Pages

Tuesday, March 19, 2019

Alternatives to the Four-Year College Track for Everyone Else

As the US goes through one of its periodic paroxysms over how the small minority of high school graduates who attend a selective four-year undergraduate college is chosen, it's worth taking a moment to remember everyone else.  US high schools graduate about 3.6 million students each year. That's a big group, with a wide array of abilities, preparation, and interests. For a substantial number of them, high school was not an especially rewarding academic experience, and no matter what they are told by their college-educated teachers and college-educated counselors, the idea of signing up for a few more years of academic courses is not very enticing.

Oren Cass has written a short essay about this group, "How the Other Half Learns: Reorienting an Education System That Fails Most Students" (Manhattan Institute, August 2018). Here are a couple  of points that caught my eye. 

One study looked back at the students who graduated from high school in 2003, and how the education system had treated them six years later. The data is obviously a few years old, but the overall patterns don't seem to have changed much. For example, about 70% of high school grads enrolled in college in 2003, and about 70% did so in 2016, too.  

Of the 70% who started off to college in 2003, about two-thirds went to a four-year school and one-third to a two years school. Six years later, by 2009, fewer than half of those who started off to college in 2003 had a degree. 

Cass calculates the proportions this way: 
Consider a cohort of 100 students arriving in the ninth grade:
  • Of the 100, 18 of them won’t graduate on time from high school 
  • Of the 82 who do graduate, 25 won’t enroll in higher education
  • Of the 57 who do enroll, 29 won’t earn even an associate’s degree after six years
  • Of the 28 who do graduate, 12 will land in jobs that do not require a degree 
  • Only 16 will successfully navigate the high school to college to career pipeline—the current aim of the education system.
Of course, these problems are fairly well-known. I've written here about "The Problem of College Completion Rates" (June 29, 2018), and about "Some Proposals for Improving Work, Wages and Skills for Americans" (February 19, 2019) like a dramatic expansion of community colleges. But my sense is that the issue here runs deeper. Cass offers one way of thinking about alternatives. 

Of course, this alternative track does require students to make some choices in about 11th grade, but frankly, that doesn't worry me too much. By 10th grade, a lot of students have a fairly good grip on where they stand academically. And if a student chooses a career and technical education track, but decides after a couple of years to give college a try, that's of course just fine. 

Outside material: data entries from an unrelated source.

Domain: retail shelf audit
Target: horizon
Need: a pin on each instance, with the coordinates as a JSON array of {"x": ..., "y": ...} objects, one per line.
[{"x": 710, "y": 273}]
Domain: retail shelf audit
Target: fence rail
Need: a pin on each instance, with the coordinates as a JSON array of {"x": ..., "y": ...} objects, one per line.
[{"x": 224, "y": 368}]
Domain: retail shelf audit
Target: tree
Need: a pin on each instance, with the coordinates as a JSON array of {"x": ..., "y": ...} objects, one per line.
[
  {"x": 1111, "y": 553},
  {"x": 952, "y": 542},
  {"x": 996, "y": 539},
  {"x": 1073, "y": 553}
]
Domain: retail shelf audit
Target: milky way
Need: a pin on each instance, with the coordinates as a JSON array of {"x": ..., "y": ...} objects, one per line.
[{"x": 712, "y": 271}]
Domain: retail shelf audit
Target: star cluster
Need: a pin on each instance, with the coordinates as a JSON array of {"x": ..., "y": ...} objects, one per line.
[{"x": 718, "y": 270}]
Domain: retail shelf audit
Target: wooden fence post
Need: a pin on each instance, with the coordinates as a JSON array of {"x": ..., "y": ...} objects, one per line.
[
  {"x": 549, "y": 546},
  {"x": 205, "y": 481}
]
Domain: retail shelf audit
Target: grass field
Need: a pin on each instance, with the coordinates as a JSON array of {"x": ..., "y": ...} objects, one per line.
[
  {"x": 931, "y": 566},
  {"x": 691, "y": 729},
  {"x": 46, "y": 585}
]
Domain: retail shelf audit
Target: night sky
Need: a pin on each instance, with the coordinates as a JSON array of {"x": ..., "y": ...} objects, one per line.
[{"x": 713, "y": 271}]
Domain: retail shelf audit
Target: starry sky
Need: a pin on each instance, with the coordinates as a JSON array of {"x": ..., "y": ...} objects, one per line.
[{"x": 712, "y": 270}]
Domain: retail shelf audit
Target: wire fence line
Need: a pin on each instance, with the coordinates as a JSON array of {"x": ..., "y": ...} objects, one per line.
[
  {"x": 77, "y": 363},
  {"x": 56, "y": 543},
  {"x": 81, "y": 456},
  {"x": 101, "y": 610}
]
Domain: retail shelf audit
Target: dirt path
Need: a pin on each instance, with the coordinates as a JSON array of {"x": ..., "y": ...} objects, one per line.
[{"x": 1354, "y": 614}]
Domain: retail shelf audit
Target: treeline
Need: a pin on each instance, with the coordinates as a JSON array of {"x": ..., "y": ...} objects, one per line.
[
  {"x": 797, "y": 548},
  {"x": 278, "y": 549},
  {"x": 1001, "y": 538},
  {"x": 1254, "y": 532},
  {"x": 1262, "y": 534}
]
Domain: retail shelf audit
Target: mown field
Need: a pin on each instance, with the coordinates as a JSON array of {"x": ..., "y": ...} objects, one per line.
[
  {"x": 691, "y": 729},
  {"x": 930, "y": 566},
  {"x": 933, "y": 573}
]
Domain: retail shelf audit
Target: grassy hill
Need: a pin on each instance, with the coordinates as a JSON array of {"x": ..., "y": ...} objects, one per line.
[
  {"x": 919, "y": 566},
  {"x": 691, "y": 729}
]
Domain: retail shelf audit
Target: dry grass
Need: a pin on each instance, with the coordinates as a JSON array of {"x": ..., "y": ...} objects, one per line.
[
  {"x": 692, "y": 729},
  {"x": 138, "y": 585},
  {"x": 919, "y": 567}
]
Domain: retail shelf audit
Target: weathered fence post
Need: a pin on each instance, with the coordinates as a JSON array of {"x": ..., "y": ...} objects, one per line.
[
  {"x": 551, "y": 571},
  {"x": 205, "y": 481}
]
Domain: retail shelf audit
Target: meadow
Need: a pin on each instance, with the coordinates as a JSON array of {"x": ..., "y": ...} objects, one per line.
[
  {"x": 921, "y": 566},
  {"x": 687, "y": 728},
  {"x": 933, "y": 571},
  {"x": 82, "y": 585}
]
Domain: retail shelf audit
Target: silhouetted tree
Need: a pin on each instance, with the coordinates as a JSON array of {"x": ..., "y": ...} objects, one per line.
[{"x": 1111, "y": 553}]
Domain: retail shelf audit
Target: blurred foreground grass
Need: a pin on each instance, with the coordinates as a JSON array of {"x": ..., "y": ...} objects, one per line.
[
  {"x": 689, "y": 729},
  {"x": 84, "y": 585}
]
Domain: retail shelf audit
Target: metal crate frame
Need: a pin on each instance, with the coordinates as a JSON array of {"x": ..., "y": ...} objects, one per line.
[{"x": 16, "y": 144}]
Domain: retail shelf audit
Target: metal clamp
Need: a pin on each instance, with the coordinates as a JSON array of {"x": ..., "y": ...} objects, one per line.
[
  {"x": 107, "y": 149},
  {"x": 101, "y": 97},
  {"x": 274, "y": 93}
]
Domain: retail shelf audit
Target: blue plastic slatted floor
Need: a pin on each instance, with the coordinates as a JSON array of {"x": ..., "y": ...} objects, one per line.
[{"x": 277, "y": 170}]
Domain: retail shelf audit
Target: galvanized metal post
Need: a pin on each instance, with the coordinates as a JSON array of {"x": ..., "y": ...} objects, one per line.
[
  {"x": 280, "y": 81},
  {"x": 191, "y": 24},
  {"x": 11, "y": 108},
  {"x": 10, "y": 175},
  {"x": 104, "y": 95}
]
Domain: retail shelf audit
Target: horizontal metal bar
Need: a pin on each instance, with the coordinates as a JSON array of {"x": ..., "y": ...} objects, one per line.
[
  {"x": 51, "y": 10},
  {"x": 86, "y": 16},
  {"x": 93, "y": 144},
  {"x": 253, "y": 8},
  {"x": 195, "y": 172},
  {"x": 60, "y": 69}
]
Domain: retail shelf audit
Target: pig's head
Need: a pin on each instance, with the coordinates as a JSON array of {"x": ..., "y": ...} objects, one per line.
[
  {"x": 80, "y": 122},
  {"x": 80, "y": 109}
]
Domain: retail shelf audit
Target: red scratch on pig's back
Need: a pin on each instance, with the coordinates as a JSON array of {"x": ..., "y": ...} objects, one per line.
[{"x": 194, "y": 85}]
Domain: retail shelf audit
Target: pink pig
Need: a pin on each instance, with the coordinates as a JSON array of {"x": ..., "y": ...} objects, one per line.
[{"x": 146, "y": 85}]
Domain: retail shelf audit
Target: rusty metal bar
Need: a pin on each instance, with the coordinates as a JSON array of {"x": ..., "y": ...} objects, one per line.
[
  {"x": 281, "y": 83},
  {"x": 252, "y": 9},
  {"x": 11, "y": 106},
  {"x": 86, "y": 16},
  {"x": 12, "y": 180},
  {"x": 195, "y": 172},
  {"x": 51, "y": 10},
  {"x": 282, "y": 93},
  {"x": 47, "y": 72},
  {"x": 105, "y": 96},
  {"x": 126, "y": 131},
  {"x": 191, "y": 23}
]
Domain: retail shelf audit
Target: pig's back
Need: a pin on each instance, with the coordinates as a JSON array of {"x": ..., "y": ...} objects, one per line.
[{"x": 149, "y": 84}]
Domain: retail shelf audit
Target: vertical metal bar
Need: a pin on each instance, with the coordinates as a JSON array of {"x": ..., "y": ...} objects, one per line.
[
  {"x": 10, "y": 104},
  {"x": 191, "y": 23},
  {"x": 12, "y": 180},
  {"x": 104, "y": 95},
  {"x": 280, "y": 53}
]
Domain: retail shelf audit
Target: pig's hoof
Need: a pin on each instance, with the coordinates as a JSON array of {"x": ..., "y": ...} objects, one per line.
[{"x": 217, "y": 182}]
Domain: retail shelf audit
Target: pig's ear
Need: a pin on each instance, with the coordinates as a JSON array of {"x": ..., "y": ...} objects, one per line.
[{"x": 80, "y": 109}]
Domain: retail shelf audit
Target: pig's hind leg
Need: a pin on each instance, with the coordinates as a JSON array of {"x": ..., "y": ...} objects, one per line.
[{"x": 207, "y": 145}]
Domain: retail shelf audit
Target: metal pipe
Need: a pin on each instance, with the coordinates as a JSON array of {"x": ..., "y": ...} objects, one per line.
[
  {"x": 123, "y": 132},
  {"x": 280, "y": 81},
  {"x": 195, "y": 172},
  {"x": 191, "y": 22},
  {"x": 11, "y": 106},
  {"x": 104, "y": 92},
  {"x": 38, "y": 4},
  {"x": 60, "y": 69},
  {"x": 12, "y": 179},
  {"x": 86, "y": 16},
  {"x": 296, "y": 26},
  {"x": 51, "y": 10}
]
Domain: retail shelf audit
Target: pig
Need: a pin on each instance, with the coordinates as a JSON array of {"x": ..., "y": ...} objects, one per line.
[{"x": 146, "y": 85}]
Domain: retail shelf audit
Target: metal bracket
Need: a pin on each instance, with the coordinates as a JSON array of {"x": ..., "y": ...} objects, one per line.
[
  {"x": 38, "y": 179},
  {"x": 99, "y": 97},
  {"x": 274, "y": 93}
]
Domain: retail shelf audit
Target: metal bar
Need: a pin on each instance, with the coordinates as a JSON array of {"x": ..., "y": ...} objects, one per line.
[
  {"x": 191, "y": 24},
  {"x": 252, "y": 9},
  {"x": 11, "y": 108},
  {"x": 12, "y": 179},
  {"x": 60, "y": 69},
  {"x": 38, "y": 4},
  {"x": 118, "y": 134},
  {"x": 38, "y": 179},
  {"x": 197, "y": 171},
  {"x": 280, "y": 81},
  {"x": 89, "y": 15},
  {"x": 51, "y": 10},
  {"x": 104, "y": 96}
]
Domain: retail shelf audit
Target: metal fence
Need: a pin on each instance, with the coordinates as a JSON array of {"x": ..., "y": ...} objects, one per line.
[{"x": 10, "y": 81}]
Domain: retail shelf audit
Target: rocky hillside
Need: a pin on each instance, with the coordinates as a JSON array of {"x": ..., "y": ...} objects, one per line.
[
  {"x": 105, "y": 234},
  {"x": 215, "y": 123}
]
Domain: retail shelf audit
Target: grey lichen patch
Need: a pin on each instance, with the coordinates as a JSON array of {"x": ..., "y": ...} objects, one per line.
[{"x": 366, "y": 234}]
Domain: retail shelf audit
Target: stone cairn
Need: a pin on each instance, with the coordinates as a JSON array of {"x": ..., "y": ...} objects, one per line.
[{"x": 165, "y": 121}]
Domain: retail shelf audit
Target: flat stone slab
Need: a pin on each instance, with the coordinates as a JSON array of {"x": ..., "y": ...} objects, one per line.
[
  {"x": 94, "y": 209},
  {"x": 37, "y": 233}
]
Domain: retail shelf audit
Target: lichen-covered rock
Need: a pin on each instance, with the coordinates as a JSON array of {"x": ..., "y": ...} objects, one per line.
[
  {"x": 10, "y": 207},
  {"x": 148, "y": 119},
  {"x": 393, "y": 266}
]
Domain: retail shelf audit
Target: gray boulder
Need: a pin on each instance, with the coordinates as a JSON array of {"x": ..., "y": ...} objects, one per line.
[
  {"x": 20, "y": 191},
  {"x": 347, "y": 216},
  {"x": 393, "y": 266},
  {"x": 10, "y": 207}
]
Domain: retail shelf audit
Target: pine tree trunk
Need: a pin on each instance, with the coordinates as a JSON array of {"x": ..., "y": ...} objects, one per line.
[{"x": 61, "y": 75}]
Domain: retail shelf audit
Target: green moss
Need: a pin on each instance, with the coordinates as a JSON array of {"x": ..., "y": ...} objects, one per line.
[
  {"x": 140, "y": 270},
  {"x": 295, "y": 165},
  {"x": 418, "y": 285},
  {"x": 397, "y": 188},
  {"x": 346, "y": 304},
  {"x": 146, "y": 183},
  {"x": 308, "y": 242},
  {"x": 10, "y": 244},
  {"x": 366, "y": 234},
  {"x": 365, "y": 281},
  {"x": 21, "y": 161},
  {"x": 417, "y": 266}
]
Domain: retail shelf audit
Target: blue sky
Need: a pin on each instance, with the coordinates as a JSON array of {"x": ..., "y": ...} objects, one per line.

The bigger hurdle, it seems to me, is that the alternative vision requires a group of employers who are willing to restructure their organizations in a way that will enable a steady stream of 18-20 year-olds to enter a subsidized work program every year. Moreover, these employers need to treat these young workers not just as an unskilled pair of hands, but to think about what kinds of training and certification these young workers should be attaining during this time. Most US employers are not used to thinking of themselves in these roles. 

But it seems to me that a substantial share of the 3.6 million high school graduates each year might prefer something like Cass's "alternative pathway" to a four-year college degree. As the figure illustrates, society would not be investing less in these young adults--it would just be investing differently. Like a lot of people who ended up working in academia, I went off to college eager and enthusiastic about doing things like reading Adam Smith and Plato, and writing papers about topics like the international law ramifications of the UK-Icelandic cod fishery disputes of the 1970s. But I have noticed over time that not everyone shares my enthusiasms. The US needs alternative paths to good jobs at good wages that don't just involve telling all of the 3.6 million high school graduates  they need to keep going to school.